У колоннады храма Урбен остановился или, вернее, его остановили; капуцин Лактанс вложил ему в руку горящий факел и, поддерживая древко, сказал с неумолимой жестокостью:

— Приноси повинную и проси у господа прощения за колдовство.

Несчастный обратил к небесам взор и с трудом проговорил:

— Именем бога живого, отвергаю тебя, Лобардемон, судья неправедный! Меня разлучили с моим духовником, и мне пришлось исповедоваться в грехах перед самим господом богом, ибо я окружен врагами; бог милосердный мне свидетель, я никогда не был колдуном; я не знал иных тайн, кроме тайн католической апостольской римской церкви, в лоне которой я и умираю; я многим согрешил против самого себя, но не против бога и господа нашего…

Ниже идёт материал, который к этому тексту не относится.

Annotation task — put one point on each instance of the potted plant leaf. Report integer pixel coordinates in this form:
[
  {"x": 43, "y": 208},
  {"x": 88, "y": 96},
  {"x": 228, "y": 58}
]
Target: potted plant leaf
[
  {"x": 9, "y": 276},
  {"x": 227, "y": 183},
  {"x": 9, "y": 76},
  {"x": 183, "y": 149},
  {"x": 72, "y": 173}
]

— Замолчи! — вскричал капуцин, стараясь зажать Урбену рот, прежде чем тот успеет произнести имя спасителя. — Несчастный, ты закоренел в своих преступлениях, так возвращайся же к дьяволу, который послал тебя к нам!

По его знаку четыре священника приблизились с кропилами в руках, чтобы очистить воздух, которым дышал колдун, землю, по которой он ступал, и костер, на котором ему предстояло сгореть. Во время этой церемонии судья тайных дел наспех огласил приговор, который и поныне можно разыскать среди документов, относящихся к этому делу; он датирован 10 августа 1639 года и утверждает, что «Урбен Грандье пойман и достодолжным образом изобличен в колдовстве, порче, совращении нескольких Монахинь-урсулинок города Лудена, а также мирян» и т. д.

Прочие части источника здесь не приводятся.